Please provide me a TC which fails my code. I just didn’t sum the elements initially to check if it is possible to make the array beautiful, I checked it in the later part of my code.
You are complicating your life after taking input.
Just do the following.
if count is our answer
count += two/2;
two = two%2; // Handles numbers with remainder 2.
int min = min(one, three)
one -= min;
three -= min; // after this, either variable one, or variable three will be zero.
count += min;
int rem = max(one,three);
if(two == 1){
if(rem>1){
count += 2;
two–;
rem -= 2;
}else beau = false;
} //Handle merging of 2 with two 1s or two 3s, in two steps.
count += (rem/4)*3; //merges four 1s or four 3s in 3 steps.
if(rem%4 != 0)beau = false;
if(beau)print count;
else print -1;
Your solution is too complicated bro!!!
Using too many if and else statements.
I know my code is cumbersome, but I can’t figure out what is wrong. I think I did what you explained, just the hard way. xD
It’s just that it’s too cumbersome to find bug in a cumbersome code.
Hope you understand this cumbersome problem.

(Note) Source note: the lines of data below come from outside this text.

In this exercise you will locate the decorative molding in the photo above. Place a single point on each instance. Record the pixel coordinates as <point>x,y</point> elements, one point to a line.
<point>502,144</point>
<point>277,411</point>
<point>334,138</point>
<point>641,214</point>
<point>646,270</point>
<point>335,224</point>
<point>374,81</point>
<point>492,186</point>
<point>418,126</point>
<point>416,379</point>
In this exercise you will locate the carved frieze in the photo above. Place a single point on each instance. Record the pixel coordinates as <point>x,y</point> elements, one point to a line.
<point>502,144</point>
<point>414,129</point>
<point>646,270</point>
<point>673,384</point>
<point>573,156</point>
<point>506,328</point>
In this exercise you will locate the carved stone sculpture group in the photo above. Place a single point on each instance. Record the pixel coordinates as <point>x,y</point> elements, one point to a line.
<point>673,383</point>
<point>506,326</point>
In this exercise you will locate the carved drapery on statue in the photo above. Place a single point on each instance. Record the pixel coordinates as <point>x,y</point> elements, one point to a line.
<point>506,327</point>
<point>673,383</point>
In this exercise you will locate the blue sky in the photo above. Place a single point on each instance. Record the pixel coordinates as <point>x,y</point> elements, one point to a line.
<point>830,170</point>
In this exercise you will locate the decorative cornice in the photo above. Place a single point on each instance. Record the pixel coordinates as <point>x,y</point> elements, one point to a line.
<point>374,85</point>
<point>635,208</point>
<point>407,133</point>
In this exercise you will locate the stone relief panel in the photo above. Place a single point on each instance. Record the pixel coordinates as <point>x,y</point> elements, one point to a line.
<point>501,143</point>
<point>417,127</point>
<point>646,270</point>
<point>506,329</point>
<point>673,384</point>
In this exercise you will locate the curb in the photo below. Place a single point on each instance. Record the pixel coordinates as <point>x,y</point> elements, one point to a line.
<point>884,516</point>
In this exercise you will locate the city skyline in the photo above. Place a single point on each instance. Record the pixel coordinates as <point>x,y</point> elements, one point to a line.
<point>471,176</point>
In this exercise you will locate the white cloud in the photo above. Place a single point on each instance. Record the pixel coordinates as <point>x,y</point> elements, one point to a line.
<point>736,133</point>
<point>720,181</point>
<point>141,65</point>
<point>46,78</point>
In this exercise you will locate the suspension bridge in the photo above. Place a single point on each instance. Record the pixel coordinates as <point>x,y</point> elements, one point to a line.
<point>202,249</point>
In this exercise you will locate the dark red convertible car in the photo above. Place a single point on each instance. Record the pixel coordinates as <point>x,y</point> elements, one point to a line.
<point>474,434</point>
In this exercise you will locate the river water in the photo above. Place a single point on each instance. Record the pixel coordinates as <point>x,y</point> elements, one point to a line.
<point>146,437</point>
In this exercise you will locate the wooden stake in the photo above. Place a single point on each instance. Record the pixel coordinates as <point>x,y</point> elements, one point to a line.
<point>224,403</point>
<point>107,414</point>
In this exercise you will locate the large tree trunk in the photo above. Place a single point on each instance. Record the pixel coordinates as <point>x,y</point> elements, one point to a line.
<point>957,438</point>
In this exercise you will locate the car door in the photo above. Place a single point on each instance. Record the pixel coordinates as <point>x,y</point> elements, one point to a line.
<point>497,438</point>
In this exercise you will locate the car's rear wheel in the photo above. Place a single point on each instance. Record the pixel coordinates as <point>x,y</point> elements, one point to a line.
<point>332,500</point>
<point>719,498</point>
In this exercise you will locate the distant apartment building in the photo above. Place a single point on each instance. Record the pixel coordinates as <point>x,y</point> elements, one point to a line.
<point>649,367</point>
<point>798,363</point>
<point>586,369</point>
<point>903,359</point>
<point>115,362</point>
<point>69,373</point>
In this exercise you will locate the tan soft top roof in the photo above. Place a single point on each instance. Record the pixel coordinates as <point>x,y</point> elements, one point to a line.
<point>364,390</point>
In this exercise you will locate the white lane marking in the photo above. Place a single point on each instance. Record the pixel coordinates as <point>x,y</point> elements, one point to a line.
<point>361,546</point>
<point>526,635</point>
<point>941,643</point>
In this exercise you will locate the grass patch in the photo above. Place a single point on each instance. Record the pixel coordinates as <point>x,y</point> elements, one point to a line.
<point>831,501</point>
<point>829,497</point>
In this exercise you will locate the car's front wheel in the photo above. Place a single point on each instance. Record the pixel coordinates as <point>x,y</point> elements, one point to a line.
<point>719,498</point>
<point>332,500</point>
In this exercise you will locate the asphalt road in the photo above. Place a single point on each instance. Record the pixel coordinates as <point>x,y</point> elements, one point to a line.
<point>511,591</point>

I would recommend to simplify and feel free to ask if any doubt @vatsalsura
u all can use random test cases with some AC solution
In the else part where three > one, you are first setting one=0 and then subtracting it from three ie three -= one,so the value of three never changes. That is what I fell is wrong. You should subtracting one from three and then set one to 0
@omkar__halikar Thank you. Indeed that was the only problem in my code, got ac after inter-changing both the lines.